“For most of us, chocolate is an indulgence synonymous with pleasure, but behind the sweet image of the cocoa bean there is a long history of exploitation, corruption, greed and slavery.”~ Bitter Chocolate, Carol Off
I didn’t plan to do a book review anytime soon but reading these two books for my dissertation to get background knowledge (Child Labour on Cocoa plantations in Cote D’Ivoire and the Harkin-Engel Protocol), was an eye-opener for me. If you are interested in gaining new knowledge or knowing more about the chocolate industry, where most of the cocoa produce come from, as well as situation of the producers, you might want to take a look at both ‘Bitter Chocolate: Investigating the Dark Side of the World’s Most Seductive Sweet’ by Carol Off (2006) and ‘Chocolate Nations: Living and Dying for Cocoa in West Africa’ by Orla Ryan (2011). They have their shortcomings (check out academic reviews on them) but you gain an insightful knowledge on certain alarming issues. The issue of dirty politics and exploitation (in all forms) in Africa, Latin America and other parts of the world today is not new to most of us but there are people who are not aware of the rate at which these things happen. I like chocolate but I never thought such sweet treat could have a twisted dark tale to its existence till I started doing my readings. I try so hard not think that our world isn’t messed up but the sickening truth is that it is and the denial of certain atrocities is saddening.
Carol Off’s Bitter Chocolate: Investigating the Dark Side of the World’s Most Seductive Sweet is an absorbing and sweeping book. It takes you into the world of the cash crop—Theobroma also known as cocoa and its origin. It also entails saddening detailed accounts of how Cote D’Ivoire (dubbed Africa’s El Dorado once upon a time) degenerated to war and xenophobia (2002), child labour exploitation/trafficking as well as its highly corrupted cocoa industry and government. The multinational chocolate companies (the likes of Hershey, Cadbury) are not left out from the scrutiny as they try to exclude themselves from the situation. Blame game and denials replace responsibility. The Harkin-Engel protocol (2001) signed by major chocolatiers in response to the issue of child labour on cocoa plantations is also mentioned in the book as well as some details on its progress and shortcomings, its supporters and critics. Even in the face of fluctuating prices of cocoa on the international market, multinational companies make more money than ever compared to the mere pittance the farmers make from selling their produce. Most who slave for cocoa have never tasted the finished product. Cocoa, on one hand is life for those who are able to manipulate the system and use its funds for their selfish needs, on the other hand cocoa is death for those who try to trace the money gotten (the disappearance of Guy-Andre Kieffer—the guy who knew too much), children who suffer doing back breaking jobs on cocoa plantations with little or no pay and farmers who survive hand to mouth despite the fact that they are principal actors in the production of one of the key ingredients (cocoa) needed to make one of the best selling product in the world –Chocolate.

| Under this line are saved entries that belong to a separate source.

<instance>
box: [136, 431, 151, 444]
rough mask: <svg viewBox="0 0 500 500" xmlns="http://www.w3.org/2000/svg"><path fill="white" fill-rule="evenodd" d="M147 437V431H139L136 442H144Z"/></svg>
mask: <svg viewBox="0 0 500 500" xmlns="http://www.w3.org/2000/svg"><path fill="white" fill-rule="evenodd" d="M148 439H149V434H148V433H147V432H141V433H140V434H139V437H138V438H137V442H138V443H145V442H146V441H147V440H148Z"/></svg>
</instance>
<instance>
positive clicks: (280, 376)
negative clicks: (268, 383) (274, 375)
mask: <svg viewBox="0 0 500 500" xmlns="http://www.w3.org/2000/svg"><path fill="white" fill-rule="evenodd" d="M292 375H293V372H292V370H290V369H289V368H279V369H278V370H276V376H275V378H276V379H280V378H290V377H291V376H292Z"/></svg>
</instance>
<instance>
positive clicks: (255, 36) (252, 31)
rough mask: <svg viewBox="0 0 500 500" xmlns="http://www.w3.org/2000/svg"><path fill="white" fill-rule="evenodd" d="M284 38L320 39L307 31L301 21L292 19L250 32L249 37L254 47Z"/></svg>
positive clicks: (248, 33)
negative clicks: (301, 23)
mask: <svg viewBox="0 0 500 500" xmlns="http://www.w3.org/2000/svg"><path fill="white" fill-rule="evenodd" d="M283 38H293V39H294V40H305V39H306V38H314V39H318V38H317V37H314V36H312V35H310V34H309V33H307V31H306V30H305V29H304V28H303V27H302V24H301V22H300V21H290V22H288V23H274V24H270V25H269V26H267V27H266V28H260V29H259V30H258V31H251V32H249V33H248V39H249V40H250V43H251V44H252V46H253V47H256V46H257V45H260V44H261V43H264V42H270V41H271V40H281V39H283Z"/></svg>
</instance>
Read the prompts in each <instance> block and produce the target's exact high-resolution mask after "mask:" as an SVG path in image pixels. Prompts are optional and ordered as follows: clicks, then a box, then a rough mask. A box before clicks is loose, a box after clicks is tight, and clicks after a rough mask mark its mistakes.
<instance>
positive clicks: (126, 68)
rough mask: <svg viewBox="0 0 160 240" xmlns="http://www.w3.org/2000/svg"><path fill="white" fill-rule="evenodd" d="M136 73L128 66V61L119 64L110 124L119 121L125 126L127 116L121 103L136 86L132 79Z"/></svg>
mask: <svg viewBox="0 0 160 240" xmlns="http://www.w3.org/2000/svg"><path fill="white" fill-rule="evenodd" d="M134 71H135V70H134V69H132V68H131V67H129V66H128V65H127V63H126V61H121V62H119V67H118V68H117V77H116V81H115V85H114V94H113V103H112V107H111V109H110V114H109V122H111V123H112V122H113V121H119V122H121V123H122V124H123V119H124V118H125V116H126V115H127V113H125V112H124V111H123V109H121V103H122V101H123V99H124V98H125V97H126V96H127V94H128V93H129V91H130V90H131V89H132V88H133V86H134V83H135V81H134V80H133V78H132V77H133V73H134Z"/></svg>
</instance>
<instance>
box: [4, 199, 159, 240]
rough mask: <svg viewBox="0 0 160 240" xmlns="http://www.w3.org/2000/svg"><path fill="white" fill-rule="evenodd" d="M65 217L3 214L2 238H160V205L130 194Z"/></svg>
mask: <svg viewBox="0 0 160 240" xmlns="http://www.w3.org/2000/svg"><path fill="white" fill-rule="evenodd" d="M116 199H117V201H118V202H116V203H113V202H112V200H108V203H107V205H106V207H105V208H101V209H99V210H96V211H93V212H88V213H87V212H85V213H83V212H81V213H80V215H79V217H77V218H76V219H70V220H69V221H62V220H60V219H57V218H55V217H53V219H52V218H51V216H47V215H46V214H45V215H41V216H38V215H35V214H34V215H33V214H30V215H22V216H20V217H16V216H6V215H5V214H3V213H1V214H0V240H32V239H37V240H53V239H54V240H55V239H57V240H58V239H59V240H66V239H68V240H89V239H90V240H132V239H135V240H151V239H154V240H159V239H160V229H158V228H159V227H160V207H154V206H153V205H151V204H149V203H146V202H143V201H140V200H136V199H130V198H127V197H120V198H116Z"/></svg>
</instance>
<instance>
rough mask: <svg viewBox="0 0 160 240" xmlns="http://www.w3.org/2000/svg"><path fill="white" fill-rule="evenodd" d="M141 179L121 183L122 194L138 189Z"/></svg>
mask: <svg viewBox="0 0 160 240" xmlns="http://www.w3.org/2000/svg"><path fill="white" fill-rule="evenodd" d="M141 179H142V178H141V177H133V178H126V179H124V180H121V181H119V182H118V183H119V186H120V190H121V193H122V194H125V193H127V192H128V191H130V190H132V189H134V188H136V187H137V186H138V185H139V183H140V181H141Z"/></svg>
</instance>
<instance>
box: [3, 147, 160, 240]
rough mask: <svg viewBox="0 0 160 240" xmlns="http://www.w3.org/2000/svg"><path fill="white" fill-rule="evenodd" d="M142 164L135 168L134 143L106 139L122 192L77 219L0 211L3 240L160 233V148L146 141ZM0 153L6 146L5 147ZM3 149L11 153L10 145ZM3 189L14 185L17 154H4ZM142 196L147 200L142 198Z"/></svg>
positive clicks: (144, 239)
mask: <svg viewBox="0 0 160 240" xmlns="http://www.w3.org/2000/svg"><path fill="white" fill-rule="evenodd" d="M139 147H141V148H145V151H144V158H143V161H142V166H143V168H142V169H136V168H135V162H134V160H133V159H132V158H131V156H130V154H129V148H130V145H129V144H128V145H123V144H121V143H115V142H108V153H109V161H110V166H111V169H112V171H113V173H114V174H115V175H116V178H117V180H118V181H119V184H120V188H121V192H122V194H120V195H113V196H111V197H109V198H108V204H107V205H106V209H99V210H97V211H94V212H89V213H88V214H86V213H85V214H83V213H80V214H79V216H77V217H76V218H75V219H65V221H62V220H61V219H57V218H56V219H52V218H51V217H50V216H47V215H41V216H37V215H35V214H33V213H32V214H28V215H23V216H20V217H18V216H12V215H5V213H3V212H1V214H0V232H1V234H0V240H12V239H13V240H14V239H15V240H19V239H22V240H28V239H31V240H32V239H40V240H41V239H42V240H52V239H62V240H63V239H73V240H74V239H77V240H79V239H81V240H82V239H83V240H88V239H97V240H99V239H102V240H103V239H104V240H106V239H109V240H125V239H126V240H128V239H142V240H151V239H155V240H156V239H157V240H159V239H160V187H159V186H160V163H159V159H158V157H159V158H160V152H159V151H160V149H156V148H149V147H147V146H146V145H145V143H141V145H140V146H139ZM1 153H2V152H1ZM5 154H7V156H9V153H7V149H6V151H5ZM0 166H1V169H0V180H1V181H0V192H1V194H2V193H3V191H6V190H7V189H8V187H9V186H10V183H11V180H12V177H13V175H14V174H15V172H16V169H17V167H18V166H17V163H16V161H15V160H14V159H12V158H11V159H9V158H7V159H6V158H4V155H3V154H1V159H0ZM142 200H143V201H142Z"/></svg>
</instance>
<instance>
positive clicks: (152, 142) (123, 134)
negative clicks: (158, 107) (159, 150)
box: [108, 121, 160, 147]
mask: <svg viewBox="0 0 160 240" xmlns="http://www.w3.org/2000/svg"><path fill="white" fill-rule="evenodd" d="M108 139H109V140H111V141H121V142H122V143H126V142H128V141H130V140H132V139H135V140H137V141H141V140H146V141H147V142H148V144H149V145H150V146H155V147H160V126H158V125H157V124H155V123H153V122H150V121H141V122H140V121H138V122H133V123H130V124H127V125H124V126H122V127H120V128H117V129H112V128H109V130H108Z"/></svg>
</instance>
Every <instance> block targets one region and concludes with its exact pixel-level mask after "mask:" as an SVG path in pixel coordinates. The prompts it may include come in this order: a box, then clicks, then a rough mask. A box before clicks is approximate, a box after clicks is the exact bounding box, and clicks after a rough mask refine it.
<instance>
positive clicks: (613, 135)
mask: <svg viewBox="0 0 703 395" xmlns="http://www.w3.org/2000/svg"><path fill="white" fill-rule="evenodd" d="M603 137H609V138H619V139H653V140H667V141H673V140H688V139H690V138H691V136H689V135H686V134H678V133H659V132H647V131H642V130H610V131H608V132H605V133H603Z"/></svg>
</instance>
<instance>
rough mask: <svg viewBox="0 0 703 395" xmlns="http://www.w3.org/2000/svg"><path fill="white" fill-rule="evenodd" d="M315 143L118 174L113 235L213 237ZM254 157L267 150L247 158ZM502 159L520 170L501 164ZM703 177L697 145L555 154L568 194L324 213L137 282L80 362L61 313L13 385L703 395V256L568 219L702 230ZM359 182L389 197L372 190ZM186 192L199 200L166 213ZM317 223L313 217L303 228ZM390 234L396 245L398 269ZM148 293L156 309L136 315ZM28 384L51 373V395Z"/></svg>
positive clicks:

“Chocolate, no matter what the cost in the candy store, had a hidden price in human misery.”~ Bitter Chocolate, Carol Off
Orla Ryan’s ‘Chocolate Nations: Living and Dying for Cocoa in West Africa’ which also touches on similar issues mentioned in Off’s book is another good investigation on the issue. The book vividly explores the reasons behind farmers’ poverty as well as child labour exploitation in Cote D’Ivoire and Ghana (both cocoa producing countries). Moreover, by arguing that all initiatives aimed to reduce child labour that do not also seek to reduce poverty are doomed to failure. However her standpoint has been questioned and criticized for being biased and one sided as she focuses more on the problems caused by internal factors whilst watering down the problems caused by international or external bodies (such as the IMF and World Bank) but regardless it has some valid points.
“Fear of a ban on cocoa exports has made producers expert at keeping children out of sight. But little progress has been made in tackling the underlying causes of child labour”~ Chocolate Nations, Órla Ryan
According to UNICEF, ‘an estimated 246 million children are engaged in child labour’ (UNICEF, 2004) in different sectors (from agriculture to mining) of which most are below the age of 15.